FIG. 1 is a sectional view showing the configuration of an inkjet recording device in a previous application filed by the present applicant, FIG. 2 a is a front view of the same, FIG. 2 b is a sectional view of the same, and FIGS. FIGS. 4a and 4b are respectively an enlarged front view and a sectional view of the main parts of FIG. 3, and FIG. 5 is an inkjet in another embodiment of the present invention.
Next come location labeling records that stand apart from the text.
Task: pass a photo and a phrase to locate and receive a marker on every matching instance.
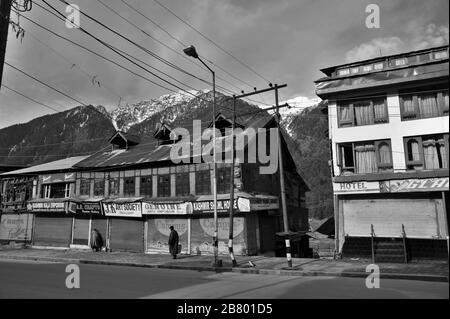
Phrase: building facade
(388, 129)
(132, 192)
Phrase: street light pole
(191, 51)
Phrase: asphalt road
(48, 280)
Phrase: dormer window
(441, 55)
(399, 62)
(367, 68)
(122, 140)
(163, 133)
(222, 123)
(343, 72)
(378, 66)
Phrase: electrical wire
(214, 43)
(29, 98)
(44, 84)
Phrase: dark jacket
(173, 242)
(96, 239)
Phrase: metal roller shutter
(127, 234)
(81, 230)
(420, 217)
(101, 225)
(52, 230)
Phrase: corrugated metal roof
(148, 151)
(62, 164)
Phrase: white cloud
(417, 38)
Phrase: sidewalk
(424, 270)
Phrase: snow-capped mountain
(126, 116)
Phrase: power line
(73, 65)
(97, 54)
(119, 53)
(29, 98)
(115, 49)
(185, 45)
(45, 84)
(163, 44)
(215, 44)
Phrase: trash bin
(280, 244)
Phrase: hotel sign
(161, 208)
(123, 209)
(356, 187)
(415, 185)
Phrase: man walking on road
(173, 242)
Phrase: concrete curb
(280, 272)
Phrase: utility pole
(230, 236)
(281, 170)
(283, 189)
(5, 10)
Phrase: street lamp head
(190, 51)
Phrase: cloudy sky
(283, 41)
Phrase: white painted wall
(395, 130)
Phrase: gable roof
(122, 138)
(63, 164)
(148, 151)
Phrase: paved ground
(435, 270)
(30, 279)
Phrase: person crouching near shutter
(173, 242)
(96, 240)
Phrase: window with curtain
(164, 185)
(427, 152)
(113, 186)
(363, 112)
(366, 161)
(384, 154)
(99, 187)
(223, 180)
(345, 115)
(428, 105)
(85, 186)
(409, 108)
(182, 184)
(425, 102)
(445, 102)
(128, 186)
(434, 154)
(365, 157)
(145, 188)
(380, 111)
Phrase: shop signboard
(415, 185)
(46, 206)
(356, 187)
(84, 208)
(257, 203)
(122, 209)
(57, 178)
(166, 208)
(207, 206)
(16, 227)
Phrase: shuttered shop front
(421, 217)
(127, 234)
(52, 230)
FIG. 1 is a cross-sectional side view showing the configuration of a recording device. 1,14...Air discharge port, 2,18...Nozzle plate, 3...Wall, 4,9...Ink discharge port, 5,1
6... Signal source, 6, 10... Ink supply pipe, 7,
13... Air layer, 8... Ink chamber, 11... Air supply pipe, 12... Air chamber, 15, 22... Electrode,
17...Body, 19...Porous body, 21...Ink liquid level.

Claims (1)

[Scope of Claims] 1. An air outlet is installed facing a porous material filled with liquid ink, and air is discharged from the air outlet while creating a sharp bend in the gap between the porous material and the air outlet. a first means for sending out a flow and forming a space in which the pressure gradient changes such that the pressure of the air decreases in the direction from the porous material to the air outlet; and an electrode provided around the air outlet; and the liquid ink filled in the porous material, the ink in the porous material is Inkjet recording characterized in that the ink in the porous material is ejected outward through an air ejection port by applying an accelerating force of an air flow generated in a space where the pressure gradient changes by the first means. Device. 2. The inkjet recording device according to claim 1, further comprising an electrode within the porous material at a position opposite to the air discharge port.